Friends with the group since “Southernplayalisticadillacmuzik” came out in 1994, Barber’s been a key factor in the evolution of OutKast’s image from Dirty South stylists to the P-Funk retro-futurist look they promote today. Compare André Benjamin’s Atlanta Braves jersey in the now classic “Player’s Ball” (1994) to his glam carnival barker in Barber’s “The Whole World” (2001). Much of this change has to be attributed to Benjamin’s artistic mutation, as he embraces the performative excesses of Prince and George Clinton over, say, the Goodie Mob — but Barber’s ability to massage pop iconography with a loving wink melded perfectly with Outkast’s own entrance into the pop lexicon (peaking with “Hey Ya”).

Even before he perfected this style with “Roses,” Barber was experimenting with homage/satire of pop images. He helmed a number of videos accompanying films, from the mundane (Kelly Clarkson’s “The Trouble With Love Is” from “Love, Actually”) to the bizarre (OutKast hanger-on Sleepy Brown’s “I Can’t Wait,”, with André starring as “Chamelio Salamander”, from “Barbershop 2”). His first full-length culture riff was for Southern rapper Bubba Sparxxx and his single “Deliverance” in 2003 (watch the video). The template is the Coen brothers’ “Oh Brother Where Art Thou?” For the most part it’s played straighter than its model, Bubba stalking through the dustbowl as an escapee from a chain gang (without Clooney’s mugging). The tune loops an acoustic guitar riff as Sparxxx hits the chorus: “I’ve been travelin’ for some time/With my fishin’ pole and my bottle of shine.” It’s a perfect fit of lyric and milieu, except Barber and Sparxxx replace the Coen’s parade of caricatures with a more rooted sense of place (while keeping the randy Sirens). “Can you recall a time people loved you unconditionally?/Toast in the new south, this one is for history” Sparxxx ends holed up in an old barn, and before the credits hit, he and his crew burst out in modern dress, drawing a direct line between the struggle to remain upright from the 30s to today.

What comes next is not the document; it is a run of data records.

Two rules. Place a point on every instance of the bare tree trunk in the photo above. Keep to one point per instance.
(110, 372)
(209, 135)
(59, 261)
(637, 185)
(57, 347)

A few months later — “Hey Ya” (watch the video) hit TV, and insinuated itself into every unwilling eardrum across the U.S. This time Barber takes a more playful attitude — adopting the Beatles’ Ed Sullivan performance as a showpiece for André Benjamin’s particular brand of charisma. It’s bright, over-caffeinated, and delightfully absurd (the three-man chorus dressed as jockeys are a personal favorite). The next single off “The Love Below” was “Roses” (watch the video) a sophomoric little ditty about being resentful of a popular girl’s distracted attentions. Not Dre’s finest work — but it’s certainly one of Barber’s. Borrowing from “Grease” and “West Side Story” this time, it’s set at a 50s era high-school talent show — with Andre, tight-pantsed and wearing a lettered jacket (more Olivia Newton-John than Travolta), leading his “Love Below” fellows in a tune. This is intercut with Big Boi leading a group of “Speakerboxxx” thugs (his side of the double-album) smashing mailboxes on the way to the show. They call each other out and rumble — while the girl everyone’s pining for runs out with a rich, fey interloper. It’s a clever play on the critical merits of both albums, and on the increasingly strained relationship between the two members, which has caused a flood of speculation on the future of the group — which will only increase with the release of “Idlewild,” the album, on which they co-wrote only four songs together.

Since those reputation making successes, Barber’s been busy: having Destiny’s Child watch themselves act in a fake “Sex and the City” episode for one of their final videos together in “Girl,” and dolling up Christina Aguilera like a flapper in this year’s “Ain’t No Other Man,” in which he seemed to borrow the speakeasy set (and cinematographer) from “Idlewild.” For those concerned about such things — it’s nominated four times at the upcoming MTV Video Music Awards.